Faith Arts Village (221 East Colonial Drive) is a ministry of Park Lake Presbyterian Church that provides a place where the faith community and local artists can work together to share their gifts of inspiration, beauty, and spiritual expression to promote peace, understanding, and well-being in the larger community. As a 'village' it will emphasize the activity and integration of many constituents: local artists, church members, community patrons, schools, and civic groups. Faith Arts Village Orlando may include:
* Studio space for artists
* Green and exhibit space for community gatherings
* Meeting and classroom space
* Gallery space
* Open air markets
* Outdoor performance space
* Cafe space for refreshments
* Possible future residential space for designated guests
* Teaching art as an expression of faith
When I arrived it was dusk and the old motel loomed dark before me. Its dark iron gates made it resemble the Bates motel on the deserted side of the motel I approached from. I heard music however and then the hum of a food trucks gas generator. In the parking lot behind the motel there were folding tables and chairs set up. The ground floor motel rooms glowed warmly. I walked into the various rooms to inspect the arts and crafts. I spoke with one artist and she told me that rent for one of these studio spaces would be $300 a month. Considering she wasn't selling much work, that price would be too steep for her. Donations were accepted for Second Harvest Food Bank.
At work Larry Loria told me about the Torpedo Factory in Alexandria Virginia. There, an old factory was converted into artists studios. Artists were only charged $50 a month, so they only needed to sell one piece of art to cover the rent. That project revitalized the historic district and now it is an expensive and exclusive neighborhood. I wondered if Faith Arts Village could do the same thing. It is located just a few blocks away from an intersection where I always see people with cardboard signs begging for money from cars at the stop light.
In another room, Mary Hill was helping children paint picture frames with bright tempera paint. I love watching kids paint. They have no preconceptions and they work with raw abandon. Mary rushed to fill cups with paint. One boy asked for gold and she was pleased to find she actually had gold paint. I leaned forward and dipped my brush into some of the bright pink paint. A little blond girl looked at me with a touch of anger, her lips pouting. "Mine!" she said. He mom coached her that it was polite to share. Will Benton, the executive director of the village welcomed me warmly. He asked me to paint something on his T-Shirt. An infinity symbol was already painted, so I added a fish symbol with a single brush stroke.

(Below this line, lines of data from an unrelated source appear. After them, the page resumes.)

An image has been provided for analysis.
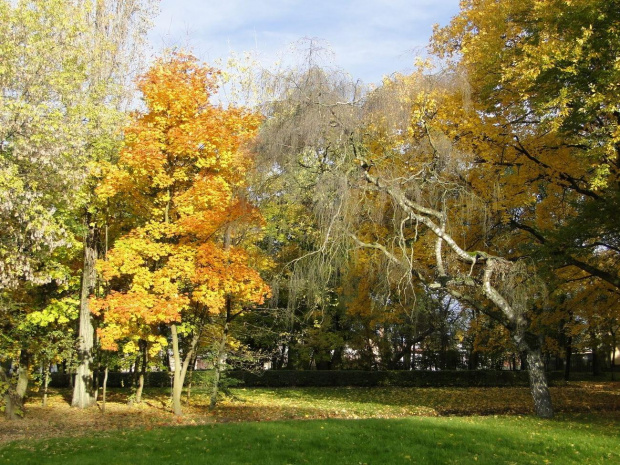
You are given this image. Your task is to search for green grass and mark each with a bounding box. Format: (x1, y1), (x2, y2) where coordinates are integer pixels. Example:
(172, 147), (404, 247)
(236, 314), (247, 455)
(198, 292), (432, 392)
(218, 383), (620, 417)
(1, 414), (618, 464)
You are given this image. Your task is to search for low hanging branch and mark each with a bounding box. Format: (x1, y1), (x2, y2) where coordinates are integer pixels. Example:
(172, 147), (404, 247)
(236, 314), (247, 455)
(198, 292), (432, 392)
(354, 161), (554, 418)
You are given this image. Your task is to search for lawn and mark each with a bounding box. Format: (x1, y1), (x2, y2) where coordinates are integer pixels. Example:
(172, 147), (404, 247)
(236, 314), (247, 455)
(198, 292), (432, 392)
(0, 383), (618, 464)
(0, 415), (619, 464)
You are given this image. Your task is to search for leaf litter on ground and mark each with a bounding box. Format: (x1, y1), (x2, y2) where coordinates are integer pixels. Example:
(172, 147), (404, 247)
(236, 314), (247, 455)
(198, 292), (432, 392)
(0, 382), (618, 445)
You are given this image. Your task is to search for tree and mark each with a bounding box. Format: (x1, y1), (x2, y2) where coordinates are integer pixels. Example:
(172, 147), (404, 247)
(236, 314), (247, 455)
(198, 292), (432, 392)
(93, 52), (269, 416)
(429, 0), (620, 386)
(252, 47), (365, 369)
(71, 0), (157, 410)
(0, 0), (90, 291)
(0, 0), (152, 416)
(350, 69), (554, 417)
(0, 0), (156, 413)
(431, 0), (620, 293)
(252, 39), (557, 416)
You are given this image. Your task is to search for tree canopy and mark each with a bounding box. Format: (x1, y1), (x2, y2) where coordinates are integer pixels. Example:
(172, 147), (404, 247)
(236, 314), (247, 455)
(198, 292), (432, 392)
(1, 0), (618, 421)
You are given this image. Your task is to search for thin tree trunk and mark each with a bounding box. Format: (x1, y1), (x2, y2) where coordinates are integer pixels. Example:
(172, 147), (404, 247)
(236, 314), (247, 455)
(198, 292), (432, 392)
(610, 330), (616, 381)
(42, 363), (51, 407)
(102, 366), (108, 414)
(72, 215), (98, 408)
(210, 321), (229, 409)
(403, 341), (412, 371)
(135, 340), (147, 404)
(210, 226), (234, 409)
(210, 292), (234, 410)
(592, 348), (600, 376)
(564, 337), (572, 381)
(186, 351), (198, 404)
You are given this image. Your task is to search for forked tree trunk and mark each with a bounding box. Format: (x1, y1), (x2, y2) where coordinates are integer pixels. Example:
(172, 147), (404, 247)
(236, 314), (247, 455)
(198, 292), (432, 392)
(72, 216), (98, 409)
(170, 324), (200, 416)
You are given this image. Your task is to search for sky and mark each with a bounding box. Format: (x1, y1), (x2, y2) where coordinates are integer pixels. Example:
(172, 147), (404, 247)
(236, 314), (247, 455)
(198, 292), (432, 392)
(148, 0), (461, 86)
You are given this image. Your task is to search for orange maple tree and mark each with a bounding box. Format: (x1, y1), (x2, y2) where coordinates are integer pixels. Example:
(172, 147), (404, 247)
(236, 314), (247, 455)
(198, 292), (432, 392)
(92, 52), (269, 415)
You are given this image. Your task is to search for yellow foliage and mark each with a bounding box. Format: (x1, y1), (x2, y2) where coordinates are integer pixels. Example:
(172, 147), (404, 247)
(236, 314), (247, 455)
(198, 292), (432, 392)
(92, 52), (269, 351)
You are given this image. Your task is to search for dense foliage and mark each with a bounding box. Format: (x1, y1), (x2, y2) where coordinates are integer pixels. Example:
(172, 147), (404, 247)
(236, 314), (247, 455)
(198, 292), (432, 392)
(0, 0), (618, 421)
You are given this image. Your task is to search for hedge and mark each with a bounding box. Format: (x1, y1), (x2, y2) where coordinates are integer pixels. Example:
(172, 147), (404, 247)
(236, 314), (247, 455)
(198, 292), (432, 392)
(224, 369), (536, 387)
(50, 370), (172, 389)
(48, 369), (584, 389)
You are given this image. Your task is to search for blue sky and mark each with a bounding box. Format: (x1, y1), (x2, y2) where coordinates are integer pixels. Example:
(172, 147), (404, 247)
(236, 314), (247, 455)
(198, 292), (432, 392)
(149, 0), (461, 85)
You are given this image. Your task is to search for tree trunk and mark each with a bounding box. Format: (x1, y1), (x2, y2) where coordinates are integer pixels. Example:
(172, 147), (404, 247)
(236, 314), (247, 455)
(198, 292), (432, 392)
(525, 347), (554, 418)
(135, 340), (147, 404)
(468, 349), (478, 370)
(170, 324), (183, 416)
(564, 337), (572, 381)
(72, 216), (98, 409)
(163, 348), (171, 372)
(592, 348), (601, 376)
(2, 381), (18, 420)
(209, 326), (229, 409)
(403, 343), (412, 371)
(42, 363), (51, 407)
(15, 350), (29, 403)
(210, 301), (231, 410)
(170, 324), (199, 416)
(610, 331), (616, 381)
(1, 352), (29, 420)
(1, 368), (18, 420)
(186, 351), (199, 404)
(331, 346), (343, 370)
(286, 343), (300, 369)
(102, 366), (108, 414)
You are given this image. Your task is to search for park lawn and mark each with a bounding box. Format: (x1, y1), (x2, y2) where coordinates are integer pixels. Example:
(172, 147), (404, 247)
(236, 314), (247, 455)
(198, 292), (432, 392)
(0, 383), (618, 463)
(0, 414), (619, 464)
(221, 383), (620, 418)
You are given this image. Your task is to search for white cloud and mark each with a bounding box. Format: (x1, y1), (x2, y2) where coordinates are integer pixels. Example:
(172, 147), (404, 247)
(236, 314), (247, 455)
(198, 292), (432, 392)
(149, 0), (460, 84)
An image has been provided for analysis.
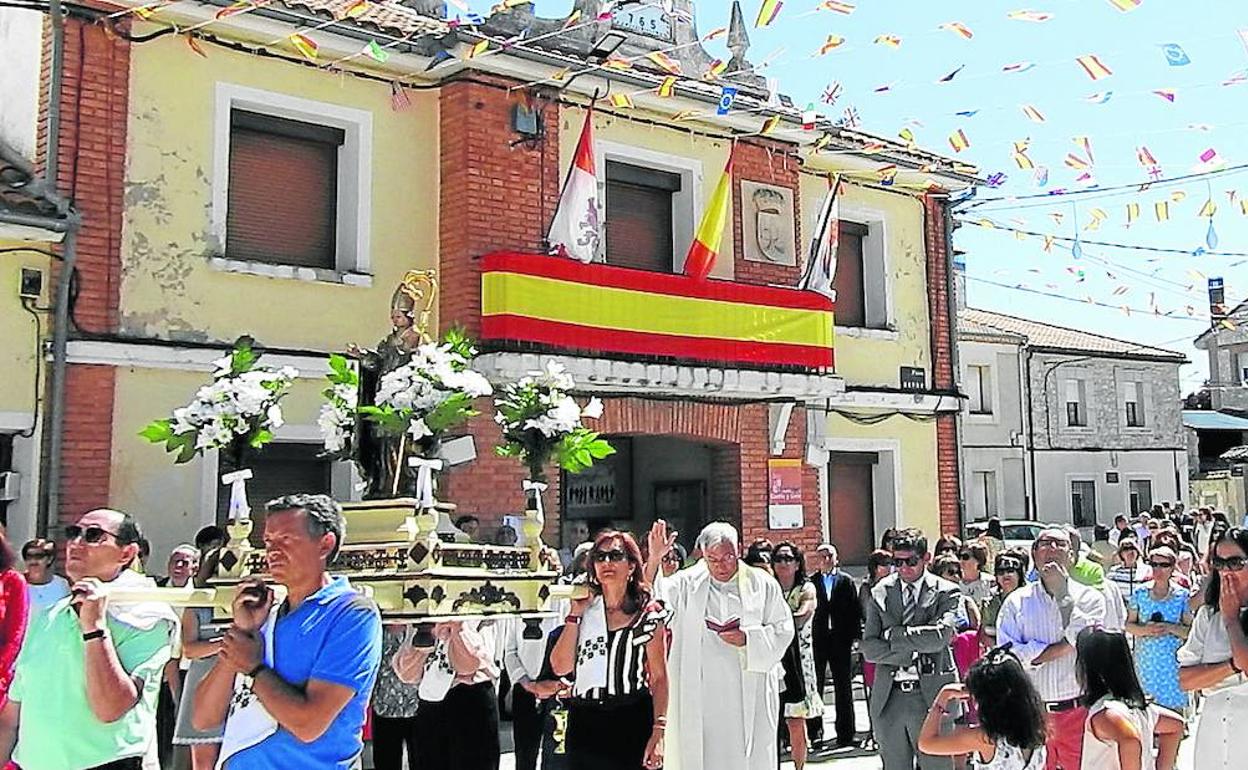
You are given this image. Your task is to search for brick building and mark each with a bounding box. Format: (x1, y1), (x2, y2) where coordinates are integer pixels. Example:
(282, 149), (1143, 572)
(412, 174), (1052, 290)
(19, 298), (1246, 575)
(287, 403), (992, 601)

The Village seemed to have more of a flavor of a family friendly crafts fair rather than a serious place to create art. But of course that might change as the place grows and as artists start using the studios. The motel is still being refurbished and all the artists were only there for the duration of the event that night. This could be the seed of something Orlando desperately needs, a true arts district. The event was part of the monthly "Third Thursdays" downtown gallery hop but the motel is so far from downtown that it was invariably isolated from that event. As I left, a father asked if I would show his son a sketchbook. The boy was delighted flipping the pages like he was devouring a comic book. A new urban sketcher might have been born that night.